Minimizing parameter passing overhead
To minimize the overhead of passing parameters to functions:
· Try to ensure that small functions take four or fewer arguments. These will not use
the stack for argument passing.
· If a function needs more than four arguments, try to ensure that it does a
significant amount of work, so that the cost of passing the stacked arguments is
outweighed.
· Pass pointers to structures instead of passing the structure itself.
· Put related arguments in a structure, and pass a pointer to the structure to
functions. This will reduce the number of parameters and increase readability.
· Minimize the number of long parameters, as these take two argument words.
This also applies to doubles if software floating-point is enabled.
· Avoid functions with a parameter that is passed partially in a register and partially
on the stack ( split-argument). This is not handled efficiently by the current
compilers: all register arguments are pushed on the stack.
· Avoid functions with a variable number of parameters. Those functions
effectively pass all their arguments on the stack.
Leaf functions
A function which does not call any other functions is known as a leaf function. In many
applications, about half of all function calls made are to leaf functions. Leaf functions are
compiled very efficiently on every platform , as they often do not need to perform the usual saving and restoring of registers.
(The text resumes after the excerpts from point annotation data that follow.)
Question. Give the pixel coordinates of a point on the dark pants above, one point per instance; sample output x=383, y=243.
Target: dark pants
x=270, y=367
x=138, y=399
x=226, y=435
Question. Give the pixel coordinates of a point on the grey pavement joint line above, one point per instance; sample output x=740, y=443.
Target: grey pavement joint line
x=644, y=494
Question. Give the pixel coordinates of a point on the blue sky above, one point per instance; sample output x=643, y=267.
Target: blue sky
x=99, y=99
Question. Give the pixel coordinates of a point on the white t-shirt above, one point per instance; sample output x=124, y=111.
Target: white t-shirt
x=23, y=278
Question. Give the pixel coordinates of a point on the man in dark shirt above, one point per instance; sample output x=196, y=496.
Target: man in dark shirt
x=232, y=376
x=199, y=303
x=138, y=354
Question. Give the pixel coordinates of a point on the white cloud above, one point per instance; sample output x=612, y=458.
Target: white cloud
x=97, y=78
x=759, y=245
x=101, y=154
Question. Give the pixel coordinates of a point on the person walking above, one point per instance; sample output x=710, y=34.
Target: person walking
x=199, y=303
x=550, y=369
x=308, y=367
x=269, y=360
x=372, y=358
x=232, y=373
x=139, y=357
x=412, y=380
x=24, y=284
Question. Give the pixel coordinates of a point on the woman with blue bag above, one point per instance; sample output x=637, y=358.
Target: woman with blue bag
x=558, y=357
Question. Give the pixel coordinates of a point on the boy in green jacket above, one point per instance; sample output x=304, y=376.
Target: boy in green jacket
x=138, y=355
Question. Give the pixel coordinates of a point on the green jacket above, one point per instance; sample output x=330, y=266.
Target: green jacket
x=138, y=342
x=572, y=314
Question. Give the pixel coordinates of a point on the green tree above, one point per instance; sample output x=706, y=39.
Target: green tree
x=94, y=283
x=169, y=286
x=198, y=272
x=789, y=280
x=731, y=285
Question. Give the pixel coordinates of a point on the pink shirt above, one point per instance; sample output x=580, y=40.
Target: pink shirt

The cost of pushing some registers on entry and popping them on exit is very small compared to the cost of the useful work done by a leaf function that is complicated
enough to need more than four or five registers.
If possible, we should try to arrange for frequently-called functions to be leaf functions.
The number of times a function is called can be determined by using the profiling facility
There are several ways to ensure that a function is compiled as a leaf function:
· Avoid calling other functions. This includes any operations which are converted to
calls to the C-library (such as division, or any floating-point operation when the
software floating-point library is used).
· Use __inline for small functions which are called from it (Inline functions discussed next).
Inline functions
Function inlining is disabled for all debugging options. Functions with the keyword __inline results in each call to an inline function being substituted by its body, instead of a normal call. This results in faster code, but it adversely affects code size, particularly if the inline function is large and used often.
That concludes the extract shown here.